Field Note 001 · April 2026 8 min read

The real cost of moving
out of China (it's not tariffs).

Every CFO conversation about supplier relocation starts with tariffs. That's the visible number. It's also the smallest line item in the actual decision.

We've now run or supported supplier diversification programs at five mid-cap consumer-products brands. In every single case, the leadership team meaningfully underestimated the cost and duration of qualification. Here's the operational math.

1. The qualification cycle is 60–120 days. Per supplier. Per SKU family.

A new injection-molding partner in Vietnam doesn't ship Friday. They submit samples. You test samples. Samples fail, samples succeed, samples need tooling adjustments, tooling adjustments require new samples. Then first-article inspection. Then small-lot validation. Then capacity ramp. Across 8 SKU families that's not 60 days — it's a year of overlapping qualification streams that need to be project-managed.

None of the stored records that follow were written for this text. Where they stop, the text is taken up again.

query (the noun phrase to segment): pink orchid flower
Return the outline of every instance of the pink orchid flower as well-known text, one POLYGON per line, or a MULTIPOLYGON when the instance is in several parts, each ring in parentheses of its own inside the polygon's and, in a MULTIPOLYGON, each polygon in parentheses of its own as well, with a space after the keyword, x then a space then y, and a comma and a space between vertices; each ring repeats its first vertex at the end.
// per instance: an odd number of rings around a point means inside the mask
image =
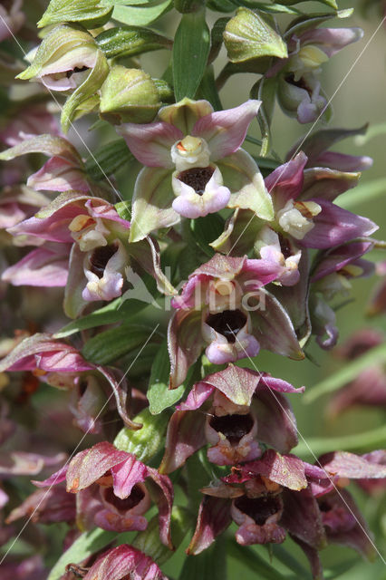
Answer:
POLYGON ((117 129, 146 166, 135 186, 131 241, 173 226, 181 217, 219 211, 231 202, 232 194, 244 189, 253 189, 258 214, 271 218, 271 200, 261 188, 258 168, 240 149, 259 107, 259 101, 247 101, 213 111, 207 101, 184 99, 160 109, 155 122, 117 129))

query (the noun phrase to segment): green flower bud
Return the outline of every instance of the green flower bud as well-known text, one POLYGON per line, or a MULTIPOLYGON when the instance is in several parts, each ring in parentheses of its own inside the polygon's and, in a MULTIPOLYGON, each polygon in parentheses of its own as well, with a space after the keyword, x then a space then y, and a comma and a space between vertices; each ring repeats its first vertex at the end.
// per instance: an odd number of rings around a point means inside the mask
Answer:
POLYGON ((112 8, 101 0, 51 0, 38 22, 39 28, 63 22, 80 22, 86 28, 97 28, 110 19, 112 8))
POLYGON ((133 419, 142 425, 141 429, 132 430, 124 427, 115 438, 115 447, 148 463, 164 447, 169 416, 169 412, 151 415, 148 408, 144 409, 133 419))
POLYGON ((160 105, 154 82, 139 69, 114 66, 101 89, 101 117, 113 124, 150 122, 160 105))
POLYGON ((119 26, 104 30, 95 42, 106 58, 135 56, 141 53, 171 48, 173 43, 152 30, 138 26, 119 26))
POLYGON ((238 8, 236 16, 229 20, 224 32, 224 43, 232 63, 262 56, 288 56, 281 36, 248 8, 238 8))
POLYGON ((70 92, 77 89, 90 74, 90 69, 95 67, 100 52, 92 36, 84 29, 67 24, 57 26, 44 37, 31 65, 17 78, 36 79, 50 91, 70 92))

2. Landed cost ≠ unit cost.

The press-release version of relocation is "unit cost is 12% higher but tariffs save 25%, so we're ahead 13 points." The actual landed cost has freight (different lanes, different carriers, different transit times that force more safety stock), duty drawback unwinds, FX exposure shifts, and a one-time investment in tooling that nobody put in the model.

In every case we've seen, the all-in cost of relocation in year one is between 4% and 9% worse than the original tariff regime. Year-two through year-five it gets better — but only if you executed year one well.

3. Your DC network was designed for ports you're no longer using.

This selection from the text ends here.